April 20, 2005

Why am I seeing double form subdivisions?

Now that authority linking has been turned back on, please be aware of a temporary issue regarding the updating of headings with form subdivisions. Specifically, when you update a record with a form subdivision in $$v and the authority still uses $$x for the same form subdivision, Aleph will double the subdivision, e.g.,

Authority: Children $$x Prayer-books and devotions.
Bibl hdg.: Children $$v Prayer-books and devotions.
Upd bibl.: Children $$x Prayer-books and devotions $$v Prayer-books and devotions.

The simplest solution is to follow the authorized form and use $$x. Eventually, these will be corrected to $$v; and in the meantime, $$v and $$x will interfile happily, so the coding difference will be invisible to users. For a more detailed explanation of the issue, read on.

When Aleph checks and finds an authority which matches a bib heading, it replaces the bib heading with the authority heading. This serves to correct minor differences in capitalization, diacritics, punctuation, etc., and is generally a good thing. The problem arises because Aleph's sensitivity to coding variations when checking headings and when updating headings is different. When matching a bib heading to an authority, Aleph normalizes out coding differences (along with minor differences in capitalization, diacritics, punctuation, etc.). When Aleph updates a bib heading, it attends to coding differences; in this case, it sees the authority $$x and the bib $$v as different, and preserves both. This preservation of different subfields is good when the difference is that the bib heading includes subdivisions that aren't in the authority, such as $$e or $$4; but in cases like the one above, it can cause problems.

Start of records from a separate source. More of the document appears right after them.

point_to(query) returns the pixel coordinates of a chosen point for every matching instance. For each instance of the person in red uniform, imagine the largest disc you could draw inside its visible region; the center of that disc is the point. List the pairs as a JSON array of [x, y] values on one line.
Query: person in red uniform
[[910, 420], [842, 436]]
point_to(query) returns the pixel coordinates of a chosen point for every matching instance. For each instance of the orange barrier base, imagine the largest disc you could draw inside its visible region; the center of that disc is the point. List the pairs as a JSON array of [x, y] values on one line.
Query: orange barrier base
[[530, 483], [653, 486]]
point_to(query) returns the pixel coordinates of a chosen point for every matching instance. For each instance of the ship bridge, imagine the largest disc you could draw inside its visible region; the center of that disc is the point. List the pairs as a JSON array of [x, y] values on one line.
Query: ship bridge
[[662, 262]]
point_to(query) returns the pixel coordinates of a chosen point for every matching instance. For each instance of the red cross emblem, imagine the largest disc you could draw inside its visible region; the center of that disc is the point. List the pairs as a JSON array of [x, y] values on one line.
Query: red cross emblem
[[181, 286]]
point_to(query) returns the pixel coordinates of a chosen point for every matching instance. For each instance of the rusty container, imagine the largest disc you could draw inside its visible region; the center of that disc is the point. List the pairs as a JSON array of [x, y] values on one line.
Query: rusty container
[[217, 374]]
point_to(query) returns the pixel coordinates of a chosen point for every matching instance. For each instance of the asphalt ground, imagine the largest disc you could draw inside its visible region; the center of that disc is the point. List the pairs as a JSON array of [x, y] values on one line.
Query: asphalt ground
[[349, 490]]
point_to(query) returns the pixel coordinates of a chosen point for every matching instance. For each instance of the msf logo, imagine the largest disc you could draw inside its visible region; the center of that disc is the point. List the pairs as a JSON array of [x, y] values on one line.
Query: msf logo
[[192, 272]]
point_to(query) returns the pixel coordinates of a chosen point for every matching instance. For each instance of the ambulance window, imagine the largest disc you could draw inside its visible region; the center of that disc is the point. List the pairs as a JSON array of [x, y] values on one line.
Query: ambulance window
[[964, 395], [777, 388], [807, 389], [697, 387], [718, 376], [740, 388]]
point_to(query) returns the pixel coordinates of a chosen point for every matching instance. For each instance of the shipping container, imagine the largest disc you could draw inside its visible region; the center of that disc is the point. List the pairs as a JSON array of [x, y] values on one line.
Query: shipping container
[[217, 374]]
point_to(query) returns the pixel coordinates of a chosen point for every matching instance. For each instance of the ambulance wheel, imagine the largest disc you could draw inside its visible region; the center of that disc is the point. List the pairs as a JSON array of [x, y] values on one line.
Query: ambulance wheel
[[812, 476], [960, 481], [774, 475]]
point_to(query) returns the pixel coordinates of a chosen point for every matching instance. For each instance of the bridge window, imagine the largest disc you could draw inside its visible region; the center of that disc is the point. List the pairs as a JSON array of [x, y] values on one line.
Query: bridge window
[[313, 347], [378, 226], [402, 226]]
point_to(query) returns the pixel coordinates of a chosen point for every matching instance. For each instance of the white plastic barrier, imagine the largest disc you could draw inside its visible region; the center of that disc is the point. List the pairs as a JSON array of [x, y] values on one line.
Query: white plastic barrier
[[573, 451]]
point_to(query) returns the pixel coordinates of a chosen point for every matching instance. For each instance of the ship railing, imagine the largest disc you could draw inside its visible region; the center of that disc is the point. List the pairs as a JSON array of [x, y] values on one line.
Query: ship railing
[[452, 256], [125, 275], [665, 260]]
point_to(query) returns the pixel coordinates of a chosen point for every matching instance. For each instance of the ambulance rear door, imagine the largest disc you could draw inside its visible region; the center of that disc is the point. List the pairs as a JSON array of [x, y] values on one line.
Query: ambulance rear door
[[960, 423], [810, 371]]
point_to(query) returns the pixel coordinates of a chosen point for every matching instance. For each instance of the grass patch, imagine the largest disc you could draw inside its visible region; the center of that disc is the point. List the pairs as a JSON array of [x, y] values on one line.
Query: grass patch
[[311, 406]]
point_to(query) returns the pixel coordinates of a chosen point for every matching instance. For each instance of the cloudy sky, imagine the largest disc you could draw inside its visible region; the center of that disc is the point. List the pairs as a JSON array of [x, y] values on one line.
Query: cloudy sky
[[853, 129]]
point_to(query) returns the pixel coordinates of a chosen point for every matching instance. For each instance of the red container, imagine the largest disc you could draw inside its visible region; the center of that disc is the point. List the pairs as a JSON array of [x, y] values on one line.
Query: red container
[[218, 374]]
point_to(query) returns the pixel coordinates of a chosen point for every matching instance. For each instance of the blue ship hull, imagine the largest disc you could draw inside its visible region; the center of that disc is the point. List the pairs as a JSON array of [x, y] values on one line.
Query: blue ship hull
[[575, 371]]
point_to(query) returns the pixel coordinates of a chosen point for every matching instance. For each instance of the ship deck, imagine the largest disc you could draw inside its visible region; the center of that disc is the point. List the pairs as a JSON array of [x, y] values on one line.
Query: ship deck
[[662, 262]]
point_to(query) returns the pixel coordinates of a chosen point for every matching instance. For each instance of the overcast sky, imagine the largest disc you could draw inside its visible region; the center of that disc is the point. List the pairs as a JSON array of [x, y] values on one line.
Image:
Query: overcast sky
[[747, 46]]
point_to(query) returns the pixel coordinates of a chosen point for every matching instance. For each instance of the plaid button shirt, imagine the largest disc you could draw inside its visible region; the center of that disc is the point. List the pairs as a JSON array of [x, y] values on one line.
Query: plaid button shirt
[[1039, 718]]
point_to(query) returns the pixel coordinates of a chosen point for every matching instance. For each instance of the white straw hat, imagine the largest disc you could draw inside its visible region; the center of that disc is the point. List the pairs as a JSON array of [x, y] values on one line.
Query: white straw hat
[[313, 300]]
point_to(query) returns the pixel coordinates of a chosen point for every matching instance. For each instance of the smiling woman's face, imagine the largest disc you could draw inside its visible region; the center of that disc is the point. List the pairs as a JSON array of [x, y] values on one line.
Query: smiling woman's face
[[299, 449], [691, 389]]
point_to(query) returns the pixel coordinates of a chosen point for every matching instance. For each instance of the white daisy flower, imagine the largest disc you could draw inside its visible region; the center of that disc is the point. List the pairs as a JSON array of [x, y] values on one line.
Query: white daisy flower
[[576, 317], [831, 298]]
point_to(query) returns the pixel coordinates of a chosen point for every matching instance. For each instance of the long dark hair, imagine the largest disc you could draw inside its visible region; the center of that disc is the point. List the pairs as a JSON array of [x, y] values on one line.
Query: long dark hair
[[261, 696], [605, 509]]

When Database Management and LEO staff were working through these issues in order to get flipped headings from the V14 to V16 conversion fixed and get automatic updating from authorities turned back on, we determined that in most cases, the doubling of form subdivisions was due to the presence of an updated authority containing $$v and older bib headings containing $$x. Most of our bib form subdivisions are still in $$x. To solve the doubling in these cases, LEO ran a job which identified all the authorities containing $$v and set the UPD=N flag in them. This means that Aleph will not update a bib record which appears to match one of these authorities, and will not mistakenly create doubled form subdivisions.

The other side of this coin is the authorities which still contain form subdivisions coded $$x. LC is gradually working through its authority files creating form subdivision authority records (using tag 185) and revising heading authority records which contain a form subdivision. Our authority file contains a mix of these updated and non-updated authorities. As LC completes its work and as we resume our batch updating of authorities with newer versions from LC, these instances of authorized headings using $$x for form subdivisions will go away. For now, though, we're in an interim phase. (NB: These authorities are exceptions. LC does not routinely create authorities for headings ending in form subdivisions, but it does do so when such a heading has been used as an example or a reference on another authority.)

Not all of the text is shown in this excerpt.